Nuclear Science and Techniques ( IF 3.6 ) Pub Date : 2023-12-07 , DOI: 10.1007/s41365-023-01340-x Bai-Chuan Wang , Chuan-Xiang Tang , Meng-Tong Qiu , Wei Chen , Tan Wang , Jing-Yan Xu , Li-Li Ding
Machine learning-based surrogate models have significant advantages in terms of computing efficiency. In this paper, we present a pilot study on fast calibration using machine learning techniques. Technology computer-aided design (TCAD) is a powerful simulation tool for electronic devices. This simulation tool has been widely used in the research of radiation effects. However, calibration of TCAD models is time-consuming. In this study, we introduce a fast calibration approach for TCAD model calibration of metal–oxide–semiconductor field-effect transistors (MOSFETs). This approach utilized a machine learning-based surrogate model that was several orders of magnitude faster than the original TCAD simulation. The desired calibration results were obtained within several seconds. In this study, a fundamental model containing 26 parameters is introduced to represent the typical structure of a MOSFET. Classifications were developed to improve the efficiency of the training sample generation. Feature selection techniques were employed to identify important parameters. A surrogate model consisting of a classifier and a regressor was built. A calibration procedure based on the surrogate model was proposed and tested with three calibration goals. Our work demonstrates the feasibility of machine learning-based fast model calibrations for MOSFET. In addition, this study shows that these machine learning techniques learn patterns and correlations from data instead of employing domain expertise.

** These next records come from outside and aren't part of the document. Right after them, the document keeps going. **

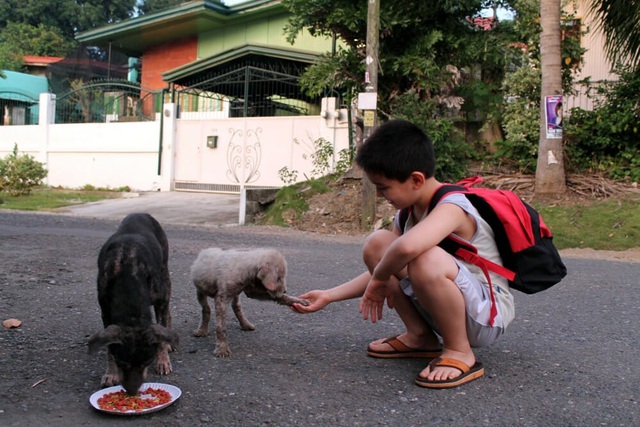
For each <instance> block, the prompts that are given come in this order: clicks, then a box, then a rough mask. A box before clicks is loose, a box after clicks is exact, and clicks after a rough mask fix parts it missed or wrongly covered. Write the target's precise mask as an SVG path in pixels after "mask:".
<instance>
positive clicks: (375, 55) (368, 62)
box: [360, 0, 380, 229]
mask: <svg viewBox="0 0 640 427" xmlns="http://www.w3.org/2000/svg"><path fill="white" fill-rule="evenodd" d="M379 29H380V0H369V6H368V10H367V60H366V63H367V74H366V76H365V84H366V86H367V87H366V91H367V92H370V93H375V94H376V96H377V92H378V67H379V63H378V32H379ZM364 114H365V117H364V132H363V133H364V135H363V136H364V143H365V144H366V143H367V138H368V137H369V136H370V135H371V134H372V133H373V131H374V130H375V129H376V127H377V126H378V119H377V116H378V114H377V110H373V111H371V110H370V111H365V113H364ZM375 219H376V189H375V187H374V186H373V184H372V183H371V181H369V180H368V179H367V176H366V175H365V176H364V177H363V180H362V212H361V215H360V225H361V227H362V228H364V229H367V228H369V227H370V226H371V224H373V223H374V221H375Z"/></svg>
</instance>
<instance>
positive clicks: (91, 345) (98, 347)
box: [89, 325, 122, 354]
mask: <svg viewBox="0 0 640 427" xmlns="http://www.w3.org/2000/svg"><path fill="white" fill-rule="evenodd" d="M109 344H122V338H121V331H120V327H119V326H117V325H109V326H107V327H106V328H104V330H102V331H100V332H96V333H95V334H93V335H91V336H90V337H89V354H92V353H95V352H96V351H98V349H99V348H100V347H102V346H105V345H109Z"/></svg>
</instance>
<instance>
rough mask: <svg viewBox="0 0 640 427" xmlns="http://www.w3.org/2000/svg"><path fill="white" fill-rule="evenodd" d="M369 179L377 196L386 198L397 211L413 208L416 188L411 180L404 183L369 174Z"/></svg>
mask: <svg viewBox="0 0 640 427" xmlns="http://www.w3.org/2000/svg"><path fill="white" fill-rule="evenodd" d="M367 178H369V181H371V183H372V184H373V185H374V186H375V187H376V195H377V196H378V197H384V198H385V199H386V200H387V201H388V202H389V203H391V205H392V206H393V207H394V208H396V209H402V208H406V207H407V206H411V205H412V204H413V203H414V202H415V200H414V199H413V198H414V194H415V191H414V186H413V182H412V180H411V178H409V179H408V180H406V181H404V182H400V181H398V180H395V179H389V178H385V177H384V176H382V175H379V174H369V173H367Z"/></svg>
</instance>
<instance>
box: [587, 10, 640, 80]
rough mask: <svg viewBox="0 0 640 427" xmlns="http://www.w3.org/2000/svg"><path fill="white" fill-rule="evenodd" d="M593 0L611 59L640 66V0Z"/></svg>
mask: <svg viewBox="0 0 640 427" xmlns="http://www.w3.org/2000/svg"><path fill="white" fill-rule="evenodd" d="M589 1H590V3H591V5H590V7H589V12H590V13H591V14H592V15H593V17H594V18H595V19H594V22H597V23H598V24H597V27H598V29H600V30H601V31H602V33H603V35H604V37H605V46H604V47H605V51H606V53H607V56H608V57H609V60H610V61H611V63H612V64H616V63H618V62H624V63H628V64H630V65H631V66H633V67H634V68H638V67H640V1H638V0H589Z"/></svg>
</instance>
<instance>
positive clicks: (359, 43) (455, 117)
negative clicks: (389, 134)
mask: <svg viewBox="0 0 640 427" xmlns="http://www.w3.org/2000/svg"><path fill="white" fill-rule="evenodd" d="M494 3H495V4H496V5H498V4H499V5H501V6H502V5H508V3H507V2H492V1H490V2H484V1H482V0H461V1H455V2H453V1H436V0H427V1H420V2H415V1H413V0H397V1H393V2H390V1H382V2H381V3H380V32H379V49H378V52H379V53H378V61H379V70H380V71H379V74H378V88H377V89H378V90H377V92H378V113H379V114H380V115H382V116H383V117H385V118H389V117H404V118H406V119H408V120H411V121H414V122H416V123H419V124H420V126H422V127H424V129H425V131H427V133H428V134H429V135H430V136H431V137H432V138H433V139H434V141H435V146H436V151H437V154H438V158H439V162H440V165H441V167H442V169H441V170H439V176H440V177H442V178H443V179H449V180H451V179H455V178H458V177H460V175H461V174H462V173H464V167H465V161H466V160H467V159H468V158H469V156H470V153H469V144H468V143H467V142H466V141H465V140H464V135H463V134H462V133H461V132H459V131H458V130H457V129H456V127H455V126H454V123H455V122H456V121H459V120H460V119H461V117H462V118H463V117H465V116H462V115H461V114H460V112H461V110H462V112H463V113H464V114H465V115H466V117H469V118H473V119H474V120H477V119H479V118H484V114H485V112H486V111H487V110H491V109H495V108H497V105H499V104H500V102H501V100H502V97H501V93H500V85H501V82H502V79H503V76H504V72H505V69H506V64H507V63H508V62H510V59H509V58H508V55H507V54H508V49H507V46H508V45H509V44H510V43H511V42H512V41H513V37H512V36H511V34H512V28H511V27H510V26H509V24H508V23H505V25H502V24H499V25H498V26H497V27H494V29H493V31H484V30H483V29H480V28H479V27H478V26H477V25H475V23H474V22H473V21H472V18H473V17H478V16H479V14H480V11H481V9H482V8H483V7H484V6H486V4H489V5H492V4H494ZM283 4H284V5H285V6H286V7H288V9H289V10H290V11H291V13H292V17H291V18H290V20H289V22H288V25H287V27H286V32H287V34H288V36H289V40H290V41H294V40H295V39H296V37H297V36H298V35H299V34H300V33H301V32H303V31H309V33H310V34H311V35H314V36H328V37H335V38H336V40H337V41H338V43H337V44H336V46H337V48H336V49H335V52H331V53H328V54H326V55H324V56H322V57H321V58H320V60H319V61H317V62H316V63H315V64H314V65H312V66H311V67H309V68H308V69H307V71H306V72H305V73H304V75H303V76H302V78H301V85H302V86H303V88H304V89H305V90H306V91H307V92H308V93H310V94H313V95H325V94H328V93H331V94H334V93H336V92H337V93H340V94H341V96H342V97H343V98H345V100H346V102H347V103H349V102H350V101H351V100H353V99H354V98H355V96H356V94H357V93H359V92H363V91H365V86H366V82H365V71H366V62H365V55H366V33H367V22H366V19H367V7H368V6H367V2H344V1H339V0H283ZM463 97H464V98H463Z"/></svg>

This indicates that machine learning could be an alternative research approach to complement classical physics-based research.
中文翻译:
用于 MOSFET TCAD 模型校准的机器学习方法
基于机器学习的代理模型在计算效率方面具有显着的优势。在本文中,我们提出了使用机器学习技术进行快速校准的试点研究。技术计算机辅助设计(TCAD)是一种强大的电子设备仿真工具。该模拟工具已广泛应用于辐射效应的研究。然而,TCAD 模型的校准非常耗时。在本研究中,我们介绍了一种用于金属氧化物半导体场效应晶体管 (MOSFET) 的 TCAD 模型校准的快速校准方法。该方法利用基于机器学习的代理模型,该模型比原始 TCAD 模拟快几个数量级。几秒钟内即可获得所需的校准结果。在本研究中,引入了包含 26 个参数的基本模型来表示 MOSFET 的典型结构。开发分类是为了提高训练样本生成的效率。采用特征选择技术来识别重要参数。建立了由分类器和回归器组成的代理模型。提出了基于替代模型的校准程序,并用三个校准目标进行了测试。我们的工作证明了基于机器学习的 MOSFET 快速模型校准的可行性。此外,这项研究表明,这些机器学习技术从数据中学习模式和相关性,而不是利用领域专业知识。这表明机器学习可以成为补充经典物理学研究的替代研究方法。